Por: Gustavo Páez Escobar

Ciro Mendía, poeta senti­mental de los pocos que todavía nos quedaban, seguirá cantan­do, en plena decadencia del romanticismo, la palabra ar­diente y enamorada con que la trova se vuelve mujer y la congoja salta en torrentes de inspiración. Acaba de fallecer en Medellín, su fortaleza senti­mental, pero su palabra nunca morirá. El mundo necesita de los poetas románticos para que florezca el amor y no sucum­bamos en las garras del odio.

Habrá quienes confunden a Mendía, por no conocerlo, con el bardo juguetón que acomoda palabras picantes o traviesas, solo para que suenen bien, sin descubrir que en el alma de su lira se estremece el sentimiento de un realista y al propio tiempo de un soñador que con igual desenfado recorrió los caminos pedregosos de la vida que los iluminados del espíritu.

Su obra, dispersa en revistas literarias y en opúsculos silen­ciosos que se pierden en el tráfago del comercio librero tan contagiado de sexo y pornogra­fía, se ha mantenido fresca e incontaminada, una manera de estar despierta. Es poesía lírica, noble, de sonora entona­ción, cultivada con delicadeza para cantar al dolor, la melan­colía, el desengaño, la muerte. Pero primero se enamoró de la vida y la mujer. Le cantó a la mujer para amañarse con la vida.

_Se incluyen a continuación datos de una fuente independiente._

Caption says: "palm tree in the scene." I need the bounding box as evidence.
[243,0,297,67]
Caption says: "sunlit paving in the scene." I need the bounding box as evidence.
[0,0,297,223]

Ciro Mendía vibraba en sus años viejos con el mismo ardor de sus épocas adolescentes. El poeta no envejece ni muere. La obra de Mendía tiene los contrastes que con certero enfoque analiza Otto Morales Benítez en el ensayo que sirve de prólogo a la reciente antología –di­ciembre de 1978– publicada por el Banco de América Latina, y es lógico que aquello ocurriera en su exis­tencia a la par experimentada y fecunda. Su originalidad, acaso insuperable en las letras co­lombianas, tiene el poder de ser recursiva, llena de imágenes y ondulaciones literarias, y en veces se torna dura y hasta mortífera cuando castiga los desequilibrios del mundo. Y siempre es armonio­sa y penetrante.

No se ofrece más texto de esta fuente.